Pedaling in our high-tops,

we wade through fireflies

with the flurry of superheroes.

We are the great escapers.

Inside the store, the choices

never fail to dazzle.

We own the aisles, but we know

it isn’t about the sweets.

We choose our favorites

and head back into the dark.

I turn to my brother

as he unwraps a Reese’s.

I love him more than candy.

The Journey

for Margaret Elizabeth Regina

But after a while the road seems to drive you.

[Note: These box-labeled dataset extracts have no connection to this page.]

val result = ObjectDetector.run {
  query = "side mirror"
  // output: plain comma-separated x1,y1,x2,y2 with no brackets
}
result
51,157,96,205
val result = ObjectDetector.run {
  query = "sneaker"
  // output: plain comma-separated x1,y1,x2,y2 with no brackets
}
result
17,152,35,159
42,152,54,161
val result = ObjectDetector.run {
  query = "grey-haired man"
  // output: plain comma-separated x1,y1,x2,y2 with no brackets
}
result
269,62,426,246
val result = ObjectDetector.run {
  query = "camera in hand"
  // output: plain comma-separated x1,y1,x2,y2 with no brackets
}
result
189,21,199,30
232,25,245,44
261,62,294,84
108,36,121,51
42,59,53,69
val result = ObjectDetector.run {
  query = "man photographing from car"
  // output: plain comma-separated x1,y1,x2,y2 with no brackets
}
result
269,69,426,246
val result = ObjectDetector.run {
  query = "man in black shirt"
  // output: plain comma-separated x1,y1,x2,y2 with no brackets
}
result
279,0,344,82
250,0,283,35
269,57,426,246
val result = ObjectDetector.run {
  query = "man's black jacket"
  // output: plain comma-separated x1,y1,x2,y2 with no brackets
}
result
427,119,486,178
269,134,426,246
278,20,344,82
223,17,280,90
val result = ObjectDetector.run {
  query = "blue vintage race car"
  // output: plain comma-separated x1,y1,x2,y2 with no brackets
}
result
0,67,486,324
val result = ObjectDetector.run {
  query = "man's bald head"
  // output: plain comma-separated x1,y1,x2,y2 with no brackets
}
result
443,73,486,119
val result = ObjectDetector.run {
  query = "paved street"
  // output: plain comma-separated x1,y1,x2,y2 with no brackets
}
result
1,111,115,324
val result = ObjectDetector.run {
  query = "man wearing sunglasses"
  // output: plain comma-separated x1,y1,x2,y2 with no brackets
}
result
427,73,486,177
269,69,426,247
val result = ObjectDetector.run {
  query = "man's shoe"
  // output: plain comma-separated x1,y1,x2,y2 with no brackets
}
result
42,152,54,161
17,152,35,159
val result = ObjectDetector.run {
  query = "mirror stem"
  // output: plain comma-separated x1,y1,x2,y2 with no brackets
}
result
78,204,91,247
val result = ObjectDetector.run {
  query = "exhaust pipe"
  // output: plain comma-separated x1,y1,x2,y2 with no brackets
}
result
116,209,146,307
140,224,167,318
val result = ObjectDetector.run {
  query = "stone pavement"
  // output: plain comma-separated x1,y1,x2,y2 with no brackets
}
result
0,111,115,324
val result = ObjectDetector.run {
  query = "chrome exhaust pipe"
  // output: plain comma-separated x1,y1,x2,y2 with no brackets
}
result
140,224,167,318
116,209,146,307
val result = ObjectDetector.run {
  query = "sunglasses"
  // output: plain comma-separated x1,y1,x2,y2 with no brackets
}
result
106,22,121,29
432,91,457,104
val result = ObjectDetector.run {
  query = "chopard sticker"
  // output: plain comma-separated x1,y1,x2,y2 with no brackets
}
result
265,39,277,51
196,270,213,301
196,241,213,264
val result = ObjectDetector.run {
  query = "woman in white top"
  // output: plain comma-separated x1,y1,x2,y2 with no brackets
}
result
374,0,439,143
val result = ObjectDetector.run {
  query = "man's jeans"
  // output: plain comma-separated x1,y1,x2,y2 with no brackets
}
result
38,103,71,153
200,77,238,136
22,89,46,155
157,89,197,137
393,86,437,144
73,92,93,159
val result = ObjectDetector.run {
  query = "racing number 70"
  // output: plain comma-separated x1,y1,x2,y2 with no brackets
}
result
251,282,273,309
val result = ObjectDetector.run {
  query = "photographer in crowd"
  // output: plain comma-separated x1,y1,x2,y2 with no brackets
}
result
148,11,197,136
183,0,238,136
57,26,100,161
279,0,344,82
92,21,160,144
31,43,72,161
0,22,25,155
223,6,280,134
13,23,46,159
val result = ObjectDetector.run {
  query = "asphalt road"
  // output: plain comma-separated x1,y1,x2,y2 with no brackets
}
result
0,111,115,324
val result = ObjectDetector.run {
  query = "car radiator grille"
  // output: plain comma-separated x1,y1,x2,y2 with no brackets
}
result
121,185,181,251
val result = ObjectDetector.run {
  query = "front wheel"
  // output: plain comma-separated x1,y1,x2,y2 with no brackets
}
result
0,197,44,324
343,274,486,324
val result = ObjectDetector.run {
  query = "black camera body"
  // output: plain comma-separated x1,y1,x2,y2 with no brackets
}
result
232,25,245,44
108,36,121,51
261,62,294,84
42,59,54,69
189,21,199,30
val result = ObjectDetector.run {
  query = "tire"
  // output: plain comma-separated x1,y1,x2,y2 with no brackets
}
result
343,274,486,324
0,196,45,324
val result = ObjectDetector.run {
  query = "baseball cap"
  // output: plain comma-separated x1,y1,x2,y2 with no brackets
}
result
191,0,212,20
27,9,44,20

And that’s okay, if you like

mile markers and weigh stations

that measure nothing of importance

the whine of your tires on pavement

endless potholes and truck stops

speed bumps and rumble strips

the white lines and orange cones

highways that leave you low

exit ramps that steer you nowhere

faded billboards and tires blown

signs to places you’ll never go

and if you want your steering wheel

to serve as the compass of your life.

But you know me.

If there’s a sky above

then that’s my path to the sea.

And I’d rather be

musing with a mountain,

wondering what the crows know,

making plans with the firs and pine,

knowing I can take my time,

and not let my travels

be decreed by the speed limit

but by how fast—or slow—

my heart wants to go.

The Only Prayer

I can’t do the big prayers:

don’t know the Rosary,

won’t crumple my torso over my knees on the floor—

arms outstretched with audacity.

You won’t find me facing Mecca, or

orchestrating the Amidah,

or waiting for the wafer silently hunched over the pew.

I have no idea how to bow

(or to whom)

and may submit that flailing on the floor in foreign tongues

or slipping notes in the Wailing Wall

will almost certainly ensure one’s heavenly requests

remain unanswered.

Sometimes, getting up in the morning is

the only prayer I know,

the best I can offer

to whatever deity

may or may not be

waiting for me to tumble humbly out of bed.

Anne Rankin-Kotchek is a freelance editor and writer. Her nonfiction has appeared in The Sun, The Mount Desert Islander, The Washington Post, and elsewhere. She graduated summa cum laude from Ohio State with a BA in English. Current projects include a book of poems, short stories, and a memoir. She cannot say enough good things about dogs, and, although an extreme introvert, she continues to build the tender, delicate bridges (she’s certain) connect us all.